La Fédération des industries coréennes (FKI), qui représente les grandes entreprises comme Samsung ou Hyundai et qui a sondé 150 des 1 000 premières firmes par chiffre d’affaires entre le 25 novembre et le 3 décembre 2025 via Mono Research, indique que 52% des patrons prévoient un climat commercial difficile l’année prochaine puisque 44,7% espèrent des conditions favorables et que 3,3% hésitent encore. Ce sondage, publié le 22 décembre alors que l’économie coréenne dépend beaucoup des exportations vers la Chine ou les États-Unis, montre une division nette où le pessimisme l’emporte légèrement parce que les défis domestiques s’accumulent depuis des mois. Pour un lecteur novice, un « environnement commercial difficile » signifie simplement que vendre des produits ou embaucher du personnel deviendra plus dur en raison de coûts plus élevés ou de clients moins nombreux, comme si une boutique de quartier peinait soudain à attirer les habitués.
Les patrons pessimistes, qui citaient déjà l’an passé une demande intérieure faible comme frein principal et qui imaginaient alors un rebond rapide, pointent désormais un downturn sectoriel (31,6%) – c’est-à-dire une chute dans leur branche spécifique comme l’électronique – puisque la récession mondiale (26,5%) et les incertitudes globales (21,4%) s’ajoutent aux problèmes locaux.

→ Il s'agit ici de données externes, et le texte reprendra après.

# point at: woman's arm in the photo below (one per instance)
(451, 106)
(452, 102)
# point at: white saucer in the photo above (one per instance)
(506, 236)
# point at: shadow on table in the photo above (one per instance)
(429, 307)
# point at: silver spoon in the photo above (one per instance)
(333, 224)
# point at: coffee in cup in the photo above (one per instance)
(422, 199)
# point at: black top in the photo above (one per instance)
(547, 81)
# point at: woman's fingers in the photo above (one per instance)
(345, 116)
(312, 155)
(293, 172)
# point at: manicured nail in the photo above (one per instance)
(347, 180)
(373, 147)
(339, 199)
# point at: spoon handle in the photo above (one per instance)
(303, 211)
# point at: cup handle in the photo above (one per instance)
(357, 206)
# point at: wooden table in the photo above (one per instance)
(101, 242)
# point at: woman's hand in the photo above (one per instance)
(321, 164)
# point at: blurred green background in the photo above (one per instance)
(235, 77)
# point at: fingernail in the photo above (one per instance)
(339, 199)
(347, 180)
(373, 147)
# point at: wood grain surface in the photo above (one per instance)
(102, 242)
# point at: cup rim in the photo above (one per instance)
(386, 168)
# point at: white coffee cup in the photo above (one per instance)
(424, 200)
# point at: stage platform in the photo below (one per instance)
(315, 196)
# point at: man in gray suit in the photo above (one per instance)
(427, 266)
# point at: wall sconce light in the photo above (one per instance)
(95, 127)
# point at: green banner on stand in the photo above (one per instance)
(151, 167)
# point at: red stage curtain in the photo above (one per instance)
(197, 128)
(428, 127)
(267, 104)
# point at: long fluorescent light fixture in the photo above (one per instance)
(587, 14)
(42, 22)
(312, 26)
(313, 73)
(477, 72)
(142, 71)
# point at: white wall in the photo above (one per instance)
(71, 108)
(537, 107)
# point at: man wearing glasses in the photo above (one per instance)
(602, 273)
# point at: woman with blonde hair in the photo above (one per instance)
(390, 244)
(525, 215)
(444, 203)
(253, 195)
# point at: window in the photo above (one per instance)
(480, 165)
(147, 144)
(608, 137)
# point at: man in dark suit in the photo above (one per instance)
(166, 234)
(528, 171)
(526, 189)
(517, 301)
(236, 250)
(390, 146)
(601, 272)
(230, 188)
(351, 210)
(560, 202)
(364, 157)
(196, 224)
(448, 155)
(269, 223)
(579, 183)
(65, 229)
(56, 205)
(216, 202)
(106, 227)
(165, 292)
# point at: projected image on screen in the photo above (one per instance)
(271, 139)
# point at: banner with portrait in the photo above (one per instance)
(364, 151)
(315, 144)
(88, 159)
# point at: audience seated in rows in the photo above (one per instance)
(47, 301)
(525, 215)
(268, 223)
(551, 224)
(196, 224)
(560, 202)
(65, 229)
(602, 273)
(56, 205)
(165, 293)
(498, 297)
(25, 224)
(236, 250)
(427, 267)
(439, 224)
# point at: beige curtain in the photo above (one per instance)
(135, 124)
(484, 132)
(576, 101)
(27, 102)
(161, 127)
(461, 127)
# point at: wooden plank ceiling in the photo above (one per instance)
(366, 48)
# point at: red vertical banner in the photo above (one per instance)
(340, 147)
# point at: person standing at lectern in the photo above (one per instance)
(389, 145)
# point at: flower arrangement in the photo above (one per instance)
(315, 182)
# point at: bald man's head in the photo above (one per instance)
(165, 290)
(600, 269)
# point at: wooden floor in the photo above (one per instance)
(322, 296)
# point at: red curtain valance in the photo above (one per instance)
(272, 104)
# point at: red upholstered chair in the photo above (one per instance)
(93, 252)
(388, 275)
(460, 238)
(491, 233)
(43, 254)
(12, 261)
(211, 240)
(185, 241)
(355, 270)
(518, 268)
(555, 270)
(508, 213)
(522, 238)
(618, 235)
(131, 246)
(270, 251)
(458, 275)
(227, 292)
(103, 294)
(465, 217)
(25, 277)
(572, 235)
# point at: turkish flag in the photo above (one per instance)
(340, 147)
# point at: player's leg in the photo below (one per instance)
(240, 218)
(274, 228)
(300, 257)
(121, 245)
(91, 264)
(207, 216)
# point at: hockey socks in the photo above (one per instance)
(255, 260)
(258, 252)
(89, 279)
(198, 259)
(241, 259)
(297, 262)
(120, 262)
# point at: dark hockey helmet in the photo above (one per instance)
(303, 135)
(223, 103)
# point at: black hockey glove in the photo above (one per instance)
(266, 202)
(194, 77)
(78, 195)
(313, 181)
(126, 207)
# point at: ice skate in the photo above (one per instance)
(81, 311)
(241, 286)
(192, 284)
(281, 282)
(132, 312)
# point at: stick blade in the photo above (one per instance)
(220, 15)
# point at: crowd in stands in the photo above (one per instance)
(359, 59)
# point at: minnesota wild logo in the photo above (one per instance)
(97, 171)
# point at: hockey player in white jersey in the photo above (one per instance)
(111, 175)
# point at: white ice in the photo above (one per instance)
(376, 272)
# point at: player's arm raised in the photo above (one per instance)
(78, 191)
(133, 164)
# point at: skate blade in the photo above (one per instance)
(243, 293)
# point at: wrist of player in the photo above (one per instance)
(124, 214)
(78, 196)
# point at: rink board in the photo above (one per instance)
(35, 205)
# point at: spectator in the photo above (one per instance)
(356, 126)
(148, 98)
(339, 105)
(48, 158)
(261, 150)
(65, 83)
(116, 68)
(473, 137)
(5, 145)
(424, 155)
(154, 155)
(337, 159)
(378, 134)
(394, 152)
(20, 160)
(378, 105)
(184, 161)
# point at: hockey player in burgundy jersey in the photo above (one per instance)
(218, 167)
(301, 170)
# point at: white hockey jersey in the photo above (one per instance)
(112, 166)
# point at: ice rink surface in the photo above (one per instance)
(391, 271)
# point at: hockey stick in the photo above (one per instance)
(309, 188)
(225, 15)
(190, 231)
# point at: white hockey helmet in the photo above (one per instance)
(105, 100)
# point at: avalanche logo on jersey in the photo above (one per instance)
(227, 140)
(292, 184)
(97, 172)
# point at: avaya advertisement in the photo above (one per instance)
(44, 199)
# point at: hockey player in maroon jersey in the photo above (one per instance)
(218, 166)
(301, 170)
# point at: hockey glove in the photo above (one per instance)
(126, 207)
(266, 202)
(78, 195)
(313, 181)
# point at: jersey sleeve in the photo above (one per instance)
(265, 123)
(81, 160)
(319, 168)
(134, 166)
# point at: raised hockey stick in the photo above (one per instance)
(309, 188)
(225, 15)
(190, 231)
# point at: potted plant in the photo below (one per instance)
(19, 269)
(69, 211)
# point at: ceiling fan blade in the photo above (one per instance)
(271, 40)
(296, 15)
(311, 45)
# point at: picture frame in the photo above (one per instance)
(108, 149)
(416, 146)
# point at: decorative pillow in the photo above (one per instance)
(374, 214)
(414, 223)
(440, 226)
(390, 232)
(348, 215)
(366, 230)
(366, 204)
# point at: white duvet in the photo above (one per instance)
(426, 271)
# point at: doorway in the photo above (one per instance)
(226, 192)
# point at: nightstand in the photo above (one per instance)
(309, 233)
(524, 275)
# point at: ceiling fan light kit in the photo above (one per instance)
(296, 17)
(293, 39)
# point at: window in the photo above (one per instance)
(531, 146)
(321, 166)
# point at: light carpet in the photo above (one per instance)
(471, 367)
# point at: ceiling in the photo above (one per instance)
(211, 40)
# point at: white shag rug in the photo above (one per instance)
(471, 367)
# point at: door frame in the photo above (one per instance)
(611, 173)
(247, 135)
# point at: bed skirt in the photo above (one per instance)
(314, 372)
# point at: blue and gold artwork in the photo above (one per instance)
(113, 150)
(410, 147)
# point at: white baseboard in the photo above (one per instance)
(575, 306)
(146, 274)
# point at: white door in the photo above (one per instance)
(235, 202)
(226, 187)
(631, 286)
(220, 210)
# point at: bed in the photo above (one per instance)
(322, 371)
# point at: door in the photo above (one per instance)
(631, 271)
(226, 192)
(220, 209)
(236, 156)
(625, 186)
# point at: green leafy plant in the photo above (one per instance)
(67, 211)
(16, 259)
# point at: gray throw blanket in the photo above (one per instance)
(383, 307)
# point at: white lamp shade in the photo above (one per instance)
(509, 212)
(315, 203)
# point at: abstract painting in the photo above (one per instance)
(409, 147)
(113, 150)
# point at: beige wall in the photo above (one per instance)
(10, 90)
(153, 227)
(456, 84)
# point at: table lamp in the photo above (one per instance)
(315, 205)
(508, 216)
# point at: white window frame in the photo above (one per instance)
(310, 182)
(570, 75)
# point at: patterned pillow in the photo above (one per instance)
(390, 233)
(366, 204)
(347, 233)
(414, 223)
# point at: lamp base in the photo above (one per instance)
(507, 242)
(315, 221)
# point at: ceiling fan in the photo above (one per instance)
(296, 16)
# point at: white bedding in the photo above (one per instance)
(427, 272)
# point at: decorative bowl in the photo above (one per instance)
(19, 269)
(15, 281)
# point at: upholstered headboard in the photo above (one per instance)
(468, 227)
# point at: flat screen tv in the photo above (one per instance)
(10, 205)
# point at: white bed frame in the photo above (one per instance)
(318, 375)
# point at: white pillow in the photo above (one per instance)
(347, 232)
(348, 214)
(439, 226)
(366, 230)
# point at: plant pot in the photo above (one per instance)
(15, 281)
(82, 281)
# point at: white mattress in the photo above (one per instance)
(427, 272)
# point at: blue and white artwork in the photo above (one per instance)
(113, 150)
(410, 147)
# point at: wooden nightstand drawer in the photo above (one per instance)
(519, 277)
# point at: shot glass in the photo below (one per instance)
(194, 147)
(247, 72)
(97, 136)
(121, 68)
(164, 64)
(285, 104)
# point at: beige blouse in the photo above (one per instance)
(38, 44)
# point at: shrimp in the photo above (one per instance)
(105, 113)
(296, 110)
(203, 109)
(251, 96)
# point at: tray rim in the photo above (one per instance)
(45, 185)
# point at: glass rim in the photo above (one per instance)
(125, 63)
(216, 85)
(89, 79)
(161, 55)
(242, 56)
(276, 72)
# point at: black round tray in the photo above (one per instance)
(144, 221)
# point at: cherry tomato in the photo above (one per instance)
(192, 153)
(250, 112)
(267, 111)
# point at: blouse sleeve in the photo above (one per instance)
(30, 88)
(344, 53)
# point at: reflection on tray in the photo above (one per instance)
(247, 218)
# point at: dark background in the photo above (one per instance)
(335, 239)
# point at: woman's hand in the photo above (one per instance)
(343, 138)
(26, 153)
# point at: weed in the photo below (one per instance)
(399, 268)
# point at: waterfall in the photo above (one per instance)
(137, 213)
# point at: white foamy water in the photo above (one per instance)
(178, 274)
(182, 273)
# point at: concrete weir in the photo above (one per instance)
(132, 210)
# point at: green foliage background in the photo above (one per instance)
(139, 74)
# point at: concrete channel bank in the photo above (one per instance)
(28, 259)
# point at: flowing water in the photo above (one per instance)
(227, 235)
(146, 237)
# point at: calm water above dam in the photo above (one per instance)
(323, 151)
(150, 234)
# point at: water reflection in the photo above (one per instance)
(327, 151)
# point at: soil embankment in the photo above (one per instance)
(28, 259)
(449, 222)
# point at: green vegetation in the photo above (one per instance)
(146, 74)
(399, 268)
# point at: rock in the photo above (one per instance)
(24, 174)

À l’intérieur du pays, où la consommation stagne parce que l’inflation monte (21,6%) et que les taux d’intérêt restent élevés (13,1%), 32,2% craignent une faiblesse domestique qui, comme un moteur grippé, ralentit toute l’activité puisque les ménages achètent moins de voitures ou de smartphones. À l’étranger, la volatilité des changes (26,7%), où le won coréen fluctue face au dollar fort, et le protectionnisme (24,9%), comme des taxes douanières élevées imposées par d’autres pays, menacent les exportateurs qui représentent 40% de l’économie coréenne, à peu près comme si des barrières bloquaient les camions à la frontière.
Malgré ces nuages, où 43,6% des conglomérats – ces géants familiaux comme LG – n’ont pas fixé leurs investissements pour 2026 parce qu’ils évaluent les risques, beaucoup misent sur l’intelligence artificielle (36,4%) afin de moderniser leurs usines existantes (34,4%) plutôt que de tout restructurer. Lee Sangho, responsable économique à la FKI, appelle à une dérégulation (18,9%) et à un coup de pouce gouvernemental pour la demande intérieure (17,8%), puisque ces mesures stabiliseraient les chaînes d’approvisionnement fragiles (22,2%) et boosteraient les performances médiocres (29,8%). Ainsi, les entreprises, qui diversifient déjà leurs marchés (18,2%), se préparent à un 2026 inédit où l’innovation technologique compense les vents contraires, comme un navigateur qui ajuste ses voiles face à la tempête.